Big News from Europe: Cherkaoui & Millepied

February 4, 2015

Some major moves are being made over in Europe this week. 

 

First, we’ve learned that Belgian choreographer Sidi Larbi Cherkaoui will be taking over Royal Ballet of Flanders. He’s one of contemporary dance’s “It” choreographers right now, collaborating with everyone from Akram Khan to Shaolin monks. Some think his appointment might be something of a consolation prize for Brussels’ Theatre Royal de la Monnaie‘s recent decision to cut all support for dance, since it had co-produced much of his recent work. Either way, his directorship will be huge for RBF, which fired its previous artistic director (who had never been a dancer) in August.

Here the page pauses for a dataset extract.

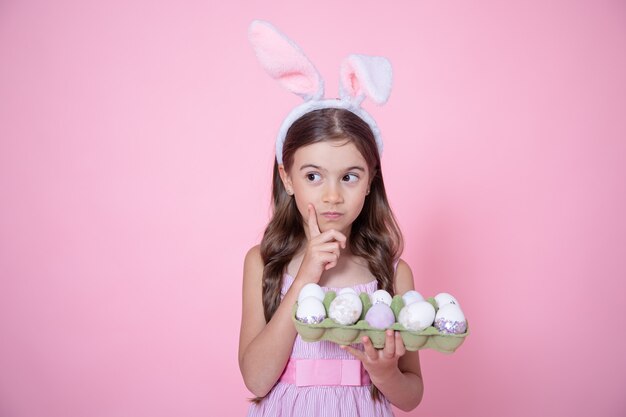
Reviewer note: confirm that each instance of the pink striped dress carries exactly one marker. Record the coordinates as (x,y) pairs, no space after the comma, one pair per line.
(288,400)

The company had built up a sterling reputation under Kathryn Bennetts, who, among other successes during her tenure from 2005 to 2012, landed RBF the exclusive rights to perform William Forsythe’s wacky and wonderful full-length Impressing the Czar. But after a very public battle against the Belgian government’s plans to cut funding and merge the ballet company with the Flemish Opera, she quit, and the troupe has been in limbo ever since. Cherkaoui could be just the ticket to bring the company back to its former glory. He says he hopes for collaborations with his own contemporary company, Eastman. 

 

The second piece of major news came from another director juggling two companies: Benjamin Millepied. Ballet nerds (including myself) have been eagerly guessing what he’d do with the first season that he’ll program for the Paris Opéra Ballet. Thankfully, he did not disappoint. The highlights:

 

-William Forsythe will join the company as associate choreographer, and will be part of the new Paris Opéra Academy to train young choreographers, stage directors and musicians. Three choreographers from inside the company and two outsiders will be offered two-year residencies to hone their craft.

 

-The 2015/16 season will include world premieres from Justin Peck, Wayne McGregor, Jérôme Bel, Millepied and Forsythe (the first major work he’s made for a company other than his own since 1999). Bonus: A new evening-length will come from Alexei Ratmansky in 2016/17.

 

-There will also be company premieres of works by George Balanchine, Anne Teresa De Keersmaeker, Christopher Wheeldon, Jerome Robbins, Maguy Marin, Boris Charmatz and Ratmansky next season.

 

-Millepied plans to work more closely with the Opéra’s general director, Stéphane Lissner, than past ballet directors. The two plan on working together on major collaborations, including a new digital platform (which I’m assuming means we can expect more videos like this).  

 

-Their other splashy collaboration will be a December Tchaikovsky celebration, presenting a double bill of Tchaikovsky’s lyric opera Iolanta and a new Nutcracker choreographed with five different sections by Liam Scarlett, Édouard Lock, Arthur Pita, Millepied and, yes, Sidi Larbi Cherkaoui. 

 

It’s an ambitious lineup (with lots of Americans), but it looks incredibly promising. Well done, Mr. Millepied. Maybe the French will finally have to stop calling him “Mr. Portman.”